Data-Driven Traffic Simulation for an Intersection in a Metropolis
Chengbo Zang, Mehmet Kerem Turkcan, Gil Zussman, Javad Ghaderi, Zoran Kostic
TL;DR
The paper tackles realistic micro-level traffic simulation at urban intersections by learning from real-world trajectory data. It proposes a two-stage approach: first, generate coarse priors by sampling from time- and space-conditioned Gaussian Mixture Models over entry/exit states, speeds, and way-points; second, refine these priors with TrajNet++ trajectory forecasting using goal or waypoint supervision in an iterative prediction loop. The key contributions include a full data-to-simulation pipeline—data collection, statistical modeling, prior generation, and deep refinement—that enables both autonomous and human-controlled simulation, with a peak result of $0.36$ m FDE at $20$ FPS on an NVIDIA A100. This framework supports realistic multi-agent interactions and could enhance collision alerts, traffic management, and digital twin applications, though broader geographic validation across multiple intersections remains for future work.
Abstract
We present a novel data-driven simulation environment for modeling traffic in metropolitan street intersections. Using real-world tracking data collected over an extended period of time, we train trajectory forecasting models to learn agent interactions and environmental constraints that are difficult to capture conventionally.

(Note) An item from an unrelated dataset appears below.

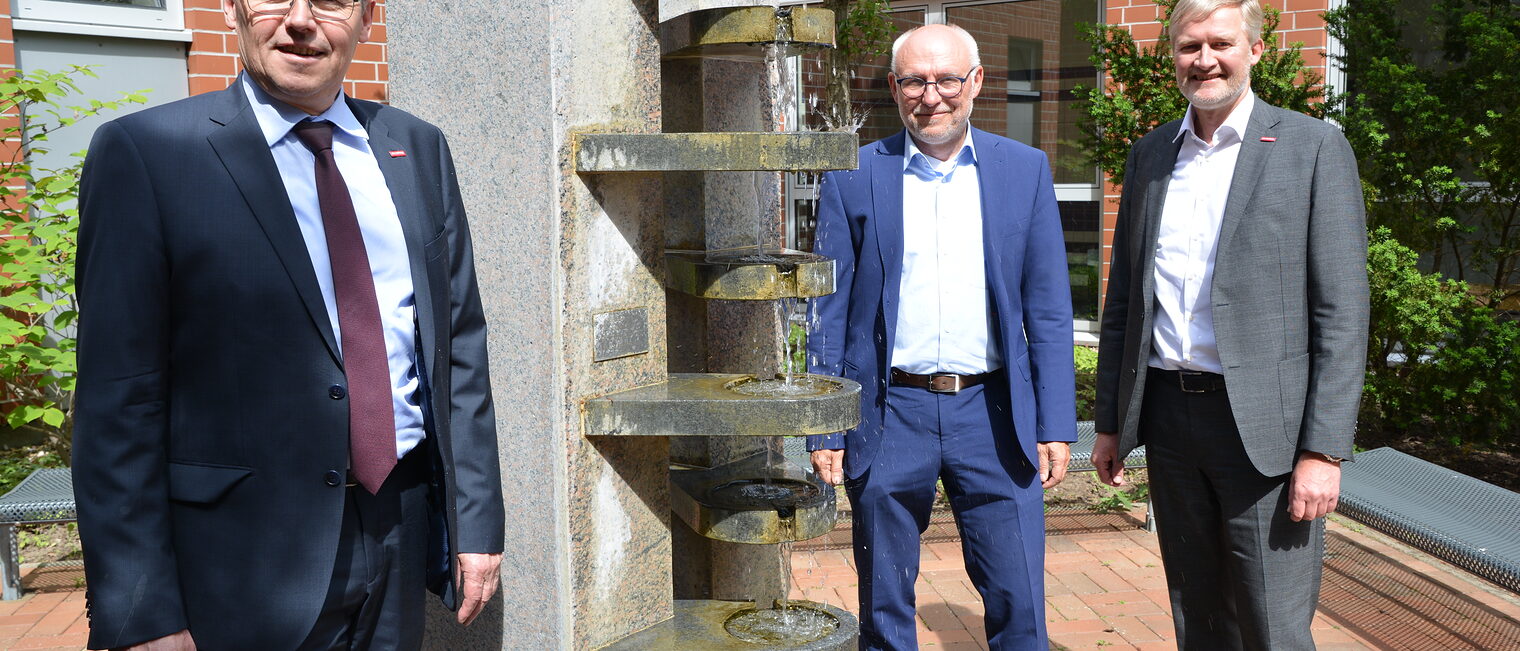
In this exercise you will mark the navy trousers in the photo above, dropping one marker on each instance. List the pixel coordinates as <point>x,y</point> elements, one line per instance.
<point>967,440</point>
<point>376,600</point>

Trajectories of new agents are first coarsely generated by sampling from the spatial and temporal generative distributions, then refined using state-of-the-art trajectory forecasting models. The simulation can run either autonomously, or under explicit human control conditioned on the generative distributions. We present the experiments for a variety of model configurations. Under an iterative prediction scheme, the way-point-supervised TrajNet++ model obtained 0.36 Final Displacement Error (FDE) in 20 FPS on an NVIDIA A100 GPU.